Logo Questions Linux Laravel Mysql Ubuntu Git Menu
 

Is mov + mfence safe on NUMA?

I see that g++ generates a simple mov for x.load() and mov+mfence for x.store(y). Consider this classic example:

#include<atomic>
#include<thread>
std::atomic<bool> x,y;
bool r1;
bool r2;
void go1(){
    x.store(true);
}
void go2(){
    y.store(true);
}
bool go3(){
    bool a=x.load();
    bool b=y.load();
    r1 = a && !b;
}
bool go4(){
    bool b=y.load();
    bool a=x.load();
    r2= b && !a;
}





int main() {
    std::thread t1(go1);
    std::thread t2(go2);
    std::thread t3(go3);
    std::thread t4(go4);
    t1.join();
    t2.join();
    t3.join();
    t4.join();
    return r1*2 + r2;
}

in which according to https://godbolt.org/z/APS4ZY go1 and go2 are translated to

go1():
        mov     BYTE PTR x[rip], 1
        mfence
        ret
go2():
        mov     BYTE PTR y[rip], 1
        mfence
        ret

For this example, I ask if it is possible for threads t3 and t4 to disagree about the order in which writes done by t1 and t2 "trickle down" to their respective views of memory. In particular consider a NUMA architecture, in which t3 happens to live "closer" to t1 and t4 is "closer" to t2. Can it happen that a store buffer of t1 or t2 "flushes prematurely" even before reaching mfence and then t3 or t4 has a chance of observing the write sooner than planned?

like image 405
qbolec Avatar asked Mar 04 '23 12:03

qbolec


1 Answers

Yes, it's safe. There's no special compiler option you need to enable for NUMA-safe code, because the asm doesn't need to be different.

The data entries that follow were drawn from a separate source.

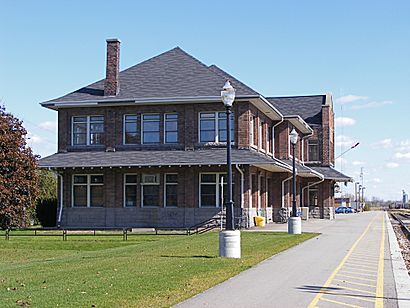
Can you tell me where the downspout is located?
[272,116,285,157]
[281,175,293,208]
[302,177,325,206]
[49,169,64,228]
[235,164,245,228]
[235,164,245,209]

NUMA is not even relevant for this; a multi-core single-socket x86 system can already do as much memory reordering as the x86 memory model allows. (Maybe less often or with smaller time windows.)


TLDR.1: you seem to be misunderstanding what mfence does. It's a local barrier for the core that ran it (including StoreLoad, the only reordering x86 does allow without barriers for non-NT loads/stores). It's totally irrelevant for this, even if x86 was weakly ordered: We're looking at 1 store each from different cores, so ordering of a single core's operations wrt. each other can't matter.

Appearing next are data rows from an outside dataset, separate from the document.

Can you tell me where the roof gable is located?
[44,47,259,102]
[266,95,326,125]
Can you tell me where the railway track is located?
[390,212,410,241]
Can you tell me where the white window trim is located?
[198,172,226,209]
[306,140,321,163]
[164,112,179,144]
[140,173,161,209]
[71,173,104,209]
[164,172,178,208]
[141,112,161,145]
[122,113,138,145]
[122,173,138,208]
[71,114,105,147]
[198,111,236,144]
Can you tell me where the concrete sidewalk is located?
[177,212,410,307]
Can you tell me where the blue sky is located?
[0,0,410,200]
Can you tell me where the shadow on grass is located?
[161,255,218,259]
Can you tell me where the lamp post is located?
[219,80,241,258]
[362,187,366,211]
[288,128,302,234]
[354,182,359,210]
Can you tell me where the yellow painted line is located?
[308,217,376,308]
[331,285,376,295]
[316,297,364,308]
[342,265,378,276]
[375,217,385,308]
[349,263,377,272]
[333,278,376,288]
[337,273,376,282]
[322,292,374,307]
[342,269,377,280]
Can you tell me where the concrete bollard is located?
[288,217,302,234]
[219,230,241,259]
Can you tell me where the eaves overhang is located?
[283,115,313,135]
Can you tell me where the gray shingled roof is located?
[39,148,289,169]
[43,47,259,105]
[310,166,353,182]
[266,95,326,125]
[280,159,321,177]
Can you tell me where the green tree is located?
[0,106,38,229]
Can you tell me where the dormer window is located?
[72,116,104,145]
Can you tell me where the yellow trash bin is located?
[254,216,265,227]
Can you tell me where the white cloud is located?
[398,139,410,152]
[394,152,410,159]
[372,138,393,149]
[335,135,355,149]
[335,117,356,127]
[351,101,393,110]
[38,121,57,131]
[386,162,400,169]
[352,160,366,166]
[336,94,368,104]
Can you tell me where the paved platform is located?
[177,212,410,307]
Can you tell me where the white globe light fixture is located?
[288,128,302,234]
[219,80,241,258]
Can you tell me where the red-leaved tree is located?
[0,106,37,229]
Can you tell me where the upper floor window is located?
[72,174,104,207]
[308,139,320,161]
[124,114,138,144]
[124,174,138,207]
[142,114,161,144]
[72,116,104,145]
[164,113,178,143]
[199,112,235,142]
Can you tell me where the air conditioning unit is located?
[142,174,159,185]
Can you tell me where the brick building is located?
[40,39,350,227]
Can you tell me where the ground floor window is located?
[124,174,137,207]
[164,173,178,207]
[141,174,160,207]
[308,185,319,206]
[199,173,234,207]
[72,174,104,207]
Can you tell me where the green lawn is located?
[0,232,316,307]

(mfence just makes that core wait to do any loads until after its store is globally visible. Nothing special happens when the store commits while mfence is waiting for it. Does a memory barrier ensure that the cache coherence has been completed?.)

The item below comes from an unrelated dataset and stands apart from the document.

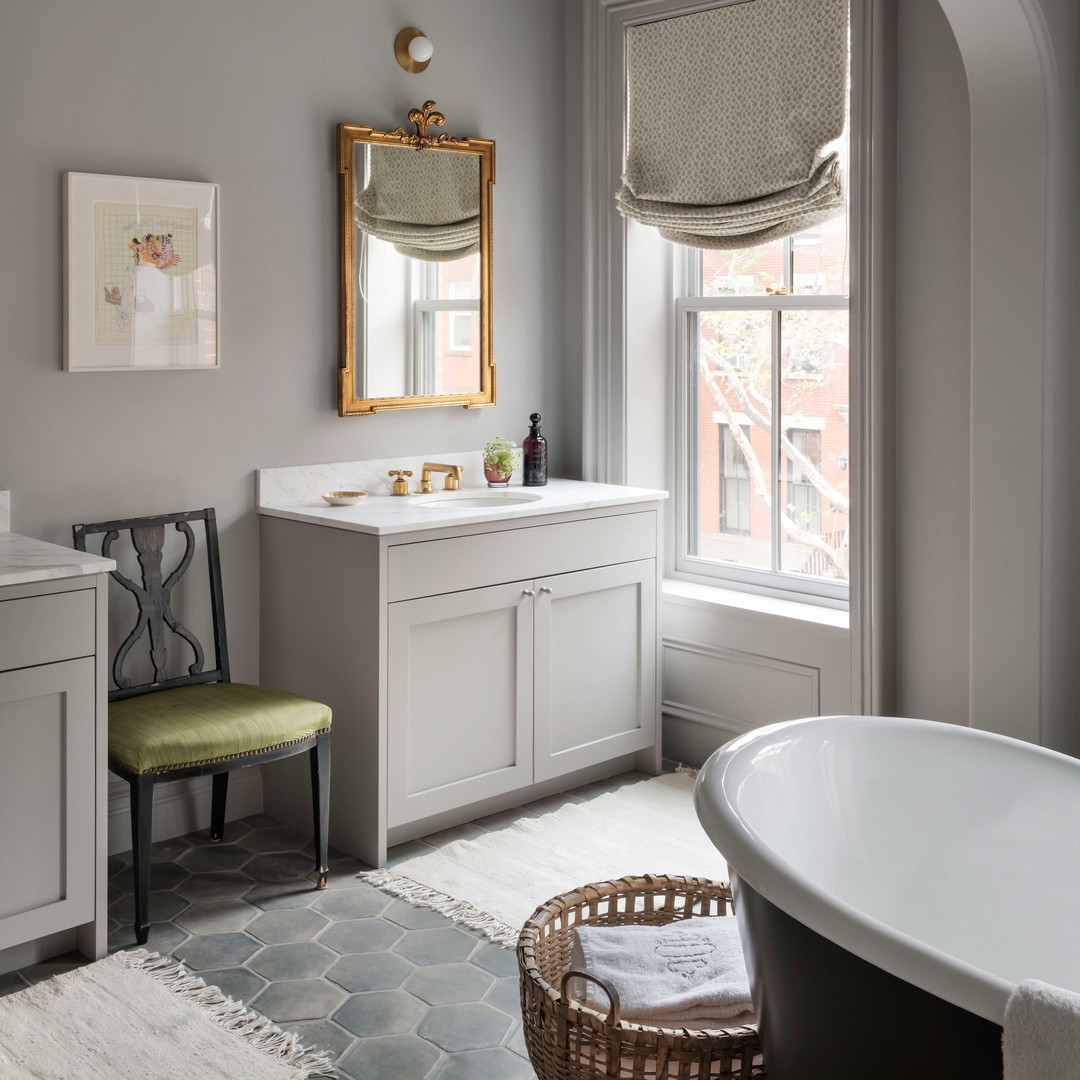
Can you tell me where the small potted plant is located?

TL:DR.2: Will two atomic writes to different locations in different threads always be seen in the same order by other threads? C++ allows different threads to disagree on the store order with relaxed or release stores (and acquire loads of course to rule out LoadLoad reordering), but not with seq_cst.

On architectures where it's possible, compilers need extra barriers on seq-cst stores to prevent it. On x86 it's not possible, full stop. Any x86-like system that allowed this reordering would not actually be x86, and would not be able to correctly run all x86 software.

All mainstream x86 systems you can buy are actually x86, with coherent caches and obey the x86 memory model.


x86's TSO memory model requires that all cores can agree on a Total Store Order

So the relevant rule is literally what the memory model is named after.

  • https://homes.cs.washington.edu/~bornholt/post/memory-models.html - some simple stuff about TSO vs. seq-cst. i.e. full ordering + a store buffer.
  • A better x86 memory model: x86-TSO (extended version) an attempt at a formal description of the x86 memory model. It doesn't mention NUMA because it's not relevant.

The TSO property follows directly from every core keeping its own stores private until they commit to L1d, and from having coherent caches.

The store buffer means that a core always sees its own stores before they become globally visible, unless it uses a StoreLoad barrier like mfence before reloading.

The only way for data to get between cores is by committing to L1d cache to make it globally visible; no sharing with some cores before others. (This is essential for TSO, regardless of NUMA).

The rest of the memory-ordering rules are mostly about internal reordering within a core: it makes sure its stores commit from the store buffer to L1d in program order, and after any earlier loads have already read their value. (And other internal rules to ensure LoadLoad ordering, including memory-order mis-speculation pipeline flushes if load-order speculation read a value that we lose the cache line for before we were "allowed" to have read the value.)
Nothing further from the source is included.